When resolving rule 3 clients should use the following formula, where validator_index is the integer index of the validator that signed the block when sorted as per epoch checkpointing, header_number is the number of the header, and validator_count is the count of the current validators. Clients should choose the block with the largest value. Note that an in-turn block is considered to be the most recent in-turn block.
(header_number - validator_index) % validator_count

We could skip 3 and go to 4 but that turns it into a PoW race when trying to censor the chain.
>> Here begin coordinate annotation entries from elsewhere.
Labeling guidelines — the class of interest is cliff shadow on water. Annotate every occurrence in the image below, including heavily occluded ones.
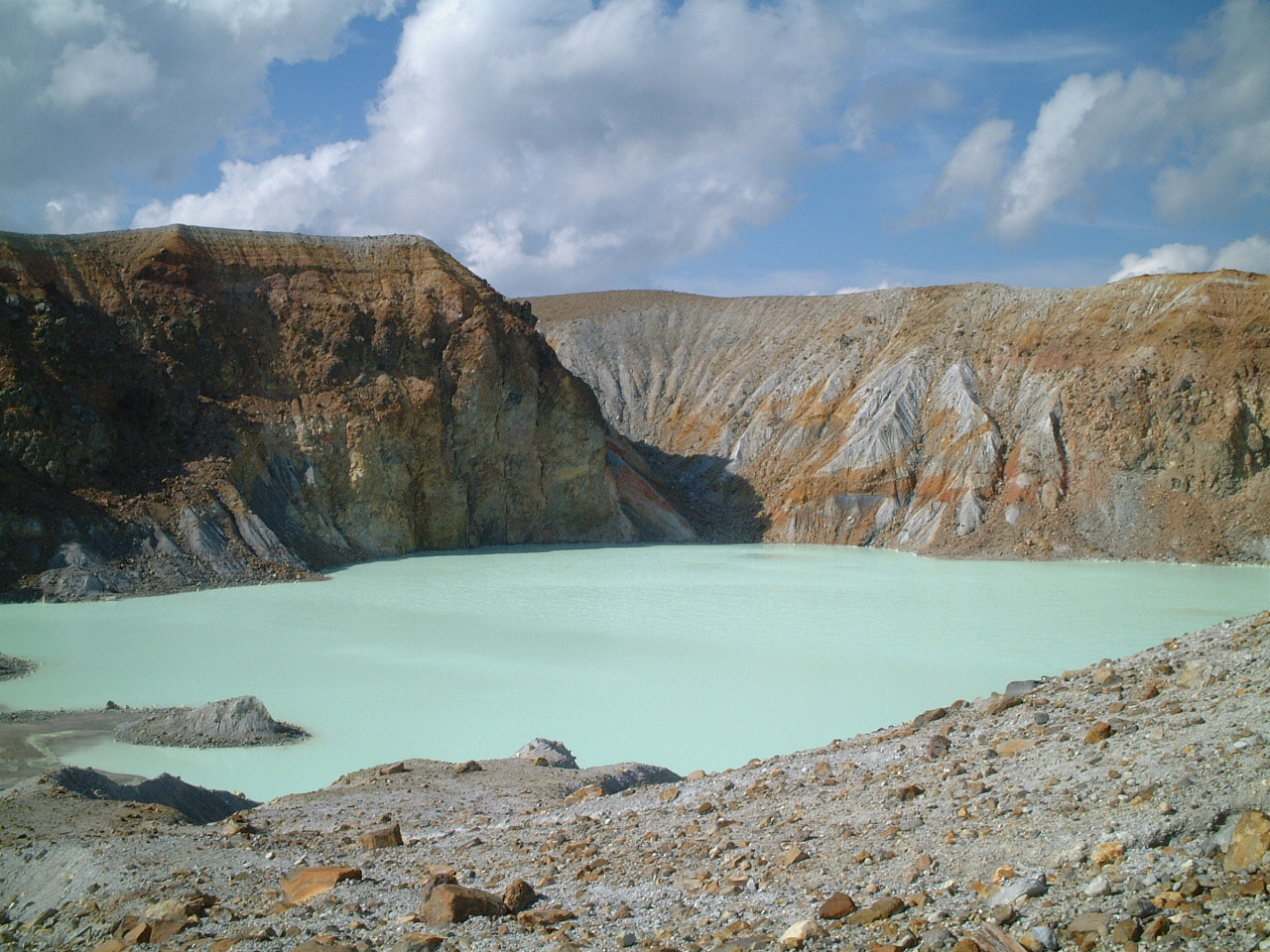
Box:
[631,440,771,543]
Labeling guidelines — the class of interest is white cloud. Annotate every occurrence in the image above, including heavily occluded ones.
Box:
[1107,235,1270,283]
[0,0,385,231]
[1155,0,1270,218]
[44,35,159,109]
[930,0,1270,239]
[931,119,1015,217]
[136,0,858,294]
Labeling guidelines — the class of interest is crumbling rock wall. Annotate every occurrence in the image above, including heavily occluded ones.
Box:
[534,271,1270,561]
[0,226,675,598]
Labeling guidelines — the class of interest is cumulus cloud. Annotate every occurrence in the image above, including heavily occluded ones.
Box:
[136,0,857,294]
[929,0,1270,240]
[0,0,393,231]
[1107,235,1270,283]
With rule 3 in place you are only ever in a PoW race with yourself.

tlqcore · March 22, 2023, 9:51am

Hello I would like to reopen EIP-3436: Expanded Clique Block Choice Rule · Issue #300 · ethereum/pm · GitHub or better understand why it was closed without being implemented.

We are using a modified clique consensus for our Q blockchain. We would like to implement deterministic fork choice as proposed. We can do it in our client (derived from geth) only, but

we prefer to change it in geth as contribution, but also for peer review purpose
also, the rationale for not doing the proposed changed is not available. Maybe we overlook something, but deterministic fork choice appears very desireable

shemnon · March 23, 2023, 2:48pm

The rationale for not doing the proposed changes within context of Ethereum Mainnet was mootness, all the testnets that used clique were being transitioned to PoS, so within the scope of Mainnet there were no more networks using the protocol.

What is needed is developers outside of Mainnet willing to get the Geth code changed to support the EIP. However, upstreaming the changes may prove difficult as the Geth maintainers have publicly expressed an interest in removing code not actively used for Mainnet.

tlqcore · March 28, 2023, 12:53pm

I see, thanks for the info. At least it seems there was no technical concern. I think, we’ll then do the implementation in our client. I’ll keep the community here updated, so geth maintainers can still choose to use our solution.